Ensure is_done is set for unmanaged commands by richard-byron · Pull Request #9719 · Xilinx/XRT

richard-byron · 2026-04-08T22:00:02Z

Problem solved by the commit

Fixes hitting assert in run_impl destructor when unmanaged have actually finished but their state has not been updated
Resolves potential deadlock by removing lock from is_done. The lock here should not be necessary, and is_done is called from set_dtrace_control_file while it already holds the mutex
Fixes potential race conditions with m_callbacks being accessed outside of locks, which could theoretically results in callbacks being called multiple times, or not at all.

Bug / issue (if any) fixed, which PR introduced the bug, how it was discovered

Introduced in #9649

How problem was solved, alternative solutions (if any) and why they were rejected

There are simpler solutions. Just calling get_state() before is_done() works, as long as you can convince the compiler it actually needs to update m_done. That would leave the other issues unresolved, but I'm not aware of them actually causing problems.

Risks (if any) associated the changes in the commit

Might change behavior with multiple threads waiting on runs to complete.

What has been tested and how, request additional testing if necessary

Tested on several designs, including ones that were hitting the assert and ones that weren't. More testing would definitely be desirable.

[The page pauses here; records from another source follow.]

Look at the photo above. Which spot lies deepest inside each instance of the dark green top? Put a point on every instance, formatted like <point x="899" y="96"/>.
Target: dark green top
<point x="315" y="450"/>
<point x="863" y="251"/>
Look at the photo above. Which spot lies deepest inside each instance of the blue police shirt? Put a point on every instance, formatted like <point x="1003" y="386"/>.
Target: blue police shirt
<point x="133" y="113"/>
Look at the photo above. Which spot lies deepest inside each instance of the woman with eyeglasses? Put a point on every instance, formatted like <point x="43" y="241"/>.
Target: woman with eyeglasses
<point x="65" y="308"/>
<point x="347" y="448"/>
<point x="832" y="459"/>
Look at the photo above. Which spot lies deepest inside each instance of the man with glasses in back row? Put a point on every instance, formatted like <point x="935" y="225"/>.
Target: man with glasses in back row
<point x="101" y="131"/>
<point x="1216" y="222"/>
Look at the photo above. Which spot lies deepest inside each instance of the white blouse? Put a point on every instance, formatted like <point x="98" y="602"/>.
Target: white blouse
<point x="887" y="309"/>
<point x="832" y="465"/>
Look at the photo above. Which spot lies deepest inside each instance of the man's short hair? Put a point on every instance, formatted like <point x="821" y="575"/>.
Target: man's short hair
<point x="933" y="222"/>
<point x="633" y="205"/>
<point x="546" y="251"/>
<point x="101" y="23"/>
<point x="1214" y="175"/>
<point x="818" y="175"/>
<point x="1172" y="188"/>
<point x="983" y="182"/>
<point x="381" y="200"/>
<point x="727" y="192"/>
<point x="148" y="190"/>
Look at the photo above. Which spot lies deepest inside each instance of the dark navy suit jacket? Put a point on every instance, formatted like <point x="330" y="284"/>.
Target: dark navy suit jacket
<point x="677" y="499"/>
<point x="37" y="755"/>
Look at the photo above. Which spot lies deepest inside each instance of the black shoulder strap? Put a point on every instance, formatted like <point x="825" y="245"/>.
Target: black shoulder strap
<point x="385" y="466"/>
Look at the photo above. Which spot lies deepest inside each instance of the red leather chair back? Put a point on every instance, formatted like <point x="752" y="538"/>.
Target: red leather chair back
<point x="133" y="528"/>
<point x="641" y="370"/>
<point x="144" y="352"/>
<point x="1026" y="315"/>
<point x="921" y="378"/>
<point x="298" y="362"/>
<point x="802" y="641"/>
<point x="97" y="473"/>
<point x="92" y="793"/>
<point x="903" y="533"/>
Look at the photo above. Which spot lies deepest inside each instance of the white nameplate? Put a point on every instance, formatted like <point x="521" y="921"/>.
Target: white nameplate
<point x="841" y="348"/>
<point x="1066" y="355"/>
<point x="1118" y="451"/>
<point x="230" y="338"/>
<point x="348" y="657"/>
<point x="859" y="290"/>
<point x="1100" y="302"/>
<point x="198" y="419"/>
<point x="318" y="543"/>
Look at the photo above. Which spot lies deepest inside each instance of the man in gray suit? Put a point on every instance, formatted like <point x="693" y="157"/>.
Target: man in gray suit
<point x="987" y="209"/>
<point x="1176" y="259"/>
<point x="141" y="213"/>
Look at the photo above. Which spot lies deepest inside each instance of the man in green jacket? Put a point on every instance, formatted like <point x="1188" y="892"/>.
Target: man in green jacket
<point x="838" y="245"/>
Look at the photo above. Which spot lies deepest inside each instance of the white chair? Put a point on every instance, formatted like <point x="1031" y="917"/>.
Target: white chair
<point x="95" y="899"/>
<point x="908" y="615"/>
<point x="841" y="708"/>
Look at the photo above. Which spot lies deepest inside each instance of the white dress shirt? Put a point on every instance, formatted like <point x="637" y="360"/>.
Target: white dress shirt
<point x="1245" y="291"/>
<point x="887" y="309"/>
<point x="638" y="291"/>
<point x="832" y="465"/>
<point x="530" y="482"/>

xrt-pr-bot · 2026-04-08T22:00:22Z

⚠️ Authorization Failed

@richard-byron is not a repository collaborator.

To proceed:

XRT Admins: Add the build label to authorize this PR build
OR Add @richard-byron as a repository collaborator

xrt-pr-bot · 2026-04-13T19:16:46Z

⚠️ Authorization Failed

@richard-byron is not a repository collaborator.

To proceed:

XRT Admins: Add the build label to authorize this PR build
OR Add @richard-byron as a repository collaborator

xrt-pr-bot · 2026-04-13T19:34:57Z

⚠️ Authorization Failed

@richard-byron is not a repository collaborator.

To proceed:

XRT Admins: Add the build label to authorize this PR build
OR Add @richard-byron as a repository collaborator

xrt-pr-bot · 2026-04-13T19:42:10Z

⚠️ Authorization Failed

@richard-byron is not a repository collaborator.

To proceed:

XRT Admins: Add the build label to authorize this PR build
OR Add @richard-byron as a repository collaborator

stsoe

Hi @richard-byron. Thanks for the suggested changes.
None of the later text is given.